Chapter 5 Lesson 3 - Creating an NFT Contract: Implementing the NonFungibleToken Standard (Part 3/3)
Let’s finish our CryptoPoops NFT Contract from Chapter 4 using our new knowledge of the NonFungibleToken standard.
We will spend this entire lesson just reforming our NFT Contract to fit the standard, found here: https://github.com/onflow/flow-nft/blob/master/contracts/NonFungibleToken.cdc
Video
Today, we’ll cover 31:20 - The End: https://www.youtube.com/watch?v=bQVXSpg6GE8
Implementing the NonFungibleToken Standard
There’s a LOT in the NonFungibleToken standard. Let’s take a peak at it:
/**
## The Flow Non-Fungible Token standard
*/
// The main NFT contract interface. Other NFT contracts will
// import and implement this interface
//
pub contract interface NonFungibleToken {
pub var totalSupply: UInt64
pub event ContractInitialized()
pub event Withdraw(id: UInt64, from: Address?)

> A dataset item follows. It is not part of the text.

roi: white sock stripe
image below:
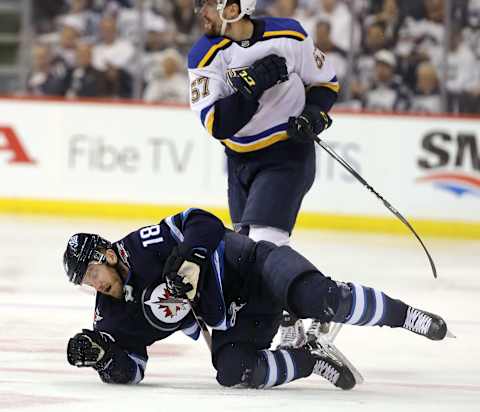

pub event Deposit(id: UInt64, to: Address?)
pub resource interface INFT {
// The unique ID that each NFT has
pub let id: UInt64
}
pub resource NFT: INFT {
pub let id: UInt64
}
pub resource interface Provider {
pub fun withdraw(withdrawID: UInt64): @NFT {
post {
result.id == withdrawID: "The ID of the withdrawn token must be the same as the requested ID"
}
}
}
pub resource interface Receiver {
pub fun deposit(token: @NFT)
}
pub resource interface CollectionPublic {
pub fun deposit(token: @NFT)
pub fun getIDs(): [UInt64]
pub fun borrowNFT(id: UInt64): &NFT
}
pub resource Collection: Provider, Receiver, CollectionPublic {
// Dictionary to hold the NFTs in the Collection
pub var ownedNFTs: @{UInt64: NFT}
// withdraw removes an NFT from the collection and moves it to the caller
pub fun withdraw(withdrawID: UInt64): @NFT
// deposit takes a NFT and adds it to the collections dictionary
// and adds the ID to the id array
pub fun deposit(token: @NFT)
// getIDs returns an array of the IDs that are in the collection
pub fun getIDs(): [UInt64]
// Returns a borrowed reference to an NFT in the collection
// so that the caller can read data and call methods from it
pub fun borrowNFT(id: UInt64): &NFT {
pre {
self.ownedNFTs[id] != nil: "NFT does not exist in the collection!"
}
}
}
pub fun createEmptyCollection(): @Collection {
post {
result.getIDs().length == 0: "The created collection must be empty!"
}
}
}
Wow. I'm scared.
The good news is that we have actually implemented most of it. Believe it or not, I am such a good teacher that I had us implement 75% of this contract without you even knowing it. Damn, I’m good! Let’s look at the contract we wrote so far:
pub contract CryptoPoops {
pub var totalSupply: UInt64
pub resource NFT {
pub let id: UInt64
pub let name: String
pub let favouriteFood: String
pub let luckyNumber: Int
init(_name: String, _favouriteFood: String, _luckyNumber: Int) {
self.id = self.uuid
self.name = _name
self.favouriteFood = _favouriteFood
self.luckyNumber = _luckyNumber
}
}
pub resource interface CollectionPublic {
pub fun deposit(token: @NFT)
pub fun getIDs(): [UInt64]
pub fun borrowNFT(id: UInt64): &NFT
}
pub resource Collection: CollectionPublic {
pub var ownedNFTs: @{UInt64: NFT}
pub fun deposit(token: @NFT) {
self.ownedNFTs[token.id] <-! token
}
pub fun withdraw(withdrawID: UInt64): @NFT {
let nft <- self.ownedNFTs.remove(key: withdrawID)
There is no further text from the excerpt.